トレイダーズ証券の井口喜雄による【Dealer’sEYE】をお届けします。
FRBは金融緩和に舵取り
マーケットはFRBが金融緩和に舵を取ったと判断したようです。一昨日ブラード・セントルイス連銀総裁が「近く利下げが適切になる可能性がある」と発言したほか、昨日はパウエルFRB議長も「貿易戦争が及ぼす影響を注視している」「景気拡大の維持のため適切に行動する」と発言するなど利下げ期待が一気に高まりました。パウエル議長は明言こそしていないものの、年内の利下げ確率は約97%まで拡大しており、FRBがマーケットに利下げを織り込ませにきたのは間違いなさそうです。
週末にかけて神経質な展開
FRBの金融緩和もインパクトがありますが、米国を中心とした貿易問題も引き続き予断を許しません。本日はメキシコのエブラルド外相とポンペオ米国務長官が協議する予定です。昨日メキシコのオブラドール大統領が「明日の協議は重要だが、私は楽観視している」「10日の関税発動前に米国と合意するだろう」と発言しており、メキシコへの関税発動前に米国との合意に持ち込めるかが焦点になります。関連ニュースのヘッドラインには振らされることになるでしょう。また、その他のイベントも本日は米ADP雇用統計や米ISM非製造業景況指数が控えるほか、明日6日はECB政策金利発表、明後日7日には米雇用統計とビックイベントも多く、週末にかけて神経質な展開が続きそうです。
下値警戒も突っ込みすぎに注意
FRBの米利下げスタンスや、米国を中心とした不透明な貿易問題を考えるとドル円は下値警戒姿勢を強めておくのが賢明です。ヘッジファンドなどの短期勢もネガティブな材料が増えていることでダウンサイドを荒らしにきそうな雰囲気があります。

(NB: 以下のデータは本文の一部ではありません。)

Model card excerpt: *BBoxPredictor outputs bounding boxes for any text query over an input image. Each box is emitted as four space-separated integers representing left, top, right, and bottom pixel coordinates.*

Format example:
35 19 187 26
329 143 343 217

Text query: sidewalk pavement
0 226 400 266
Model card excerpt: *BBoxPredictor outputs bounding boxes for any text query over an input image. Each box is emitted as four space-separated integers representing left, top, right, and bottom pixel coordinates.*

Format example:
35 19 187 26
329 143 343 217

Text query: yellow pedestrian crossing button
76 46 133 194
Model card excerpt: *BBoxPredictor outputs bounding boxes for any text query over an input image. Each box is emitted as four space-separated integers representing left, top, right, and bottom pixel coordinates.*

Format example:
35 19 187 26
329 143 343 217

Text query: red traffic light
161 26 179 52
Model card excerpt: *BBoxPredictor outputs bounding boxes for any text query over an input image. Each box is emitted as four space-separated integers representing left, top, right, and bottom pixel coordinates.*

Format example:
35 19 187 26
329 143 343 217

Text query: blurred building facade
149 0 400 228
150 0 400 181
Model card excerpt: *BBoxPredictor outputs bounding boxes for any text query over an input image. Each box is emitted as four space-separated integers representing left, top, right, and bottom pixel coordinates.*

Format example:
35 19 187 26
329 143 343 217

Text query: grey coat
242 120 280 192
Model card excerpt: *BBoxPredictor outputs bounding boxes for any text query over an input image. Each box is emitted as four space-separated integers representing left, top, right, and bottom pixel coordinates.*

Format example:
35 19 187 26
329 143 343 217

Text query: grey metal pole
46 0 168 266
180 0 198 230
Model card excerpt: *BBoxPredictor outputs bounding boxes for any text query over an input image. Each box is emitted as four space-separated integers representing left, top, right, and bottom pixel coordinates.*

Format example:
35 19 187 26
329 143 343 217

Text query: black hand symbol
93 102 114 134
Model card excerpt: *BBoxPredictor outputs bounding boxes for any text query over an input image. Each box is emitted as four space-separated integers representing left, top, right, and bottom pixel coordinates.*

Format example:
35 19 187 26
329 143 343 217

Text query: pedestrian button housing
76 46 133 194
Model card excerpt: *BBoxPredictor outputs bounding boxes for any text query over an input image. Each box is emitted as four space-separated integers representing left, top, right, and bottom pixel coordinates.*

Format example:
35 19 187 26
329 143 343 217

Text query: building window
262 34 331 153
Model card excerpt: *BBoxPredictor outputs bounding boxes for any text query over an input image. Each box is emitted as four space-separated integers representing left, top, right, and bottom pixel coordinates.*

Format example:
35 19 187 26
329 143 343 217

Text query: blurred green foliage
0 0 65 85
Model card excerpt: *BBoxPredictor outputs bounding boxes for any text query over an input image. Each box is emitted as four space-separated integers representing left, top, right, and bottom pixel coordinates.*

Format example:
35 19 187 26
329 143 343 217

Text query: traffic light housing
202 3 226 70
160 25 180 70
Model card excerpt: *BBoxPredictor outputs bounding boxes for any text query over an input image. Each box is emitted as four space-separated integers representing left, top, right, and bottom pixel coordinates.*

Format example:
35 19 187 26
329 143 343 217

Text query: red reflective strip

ただし、FRBの米利下げスタンスは株価にとっては好材料なのでマーケットはリスクオンとなり、円買いにはブレーキがかかるかもしれません。また、貿易問題もトランプ相場ではツイート1つで大きく流れが変わるので低いレベルでのショートは少し考えなくてはなりません。チャート的にも一時的な反発があってもおかしくはなく、昨日の安値107.84円をクラッシュして突っ込んでくれる展開があるならついていきますが、それ以外は戻りを待ちたいと思います。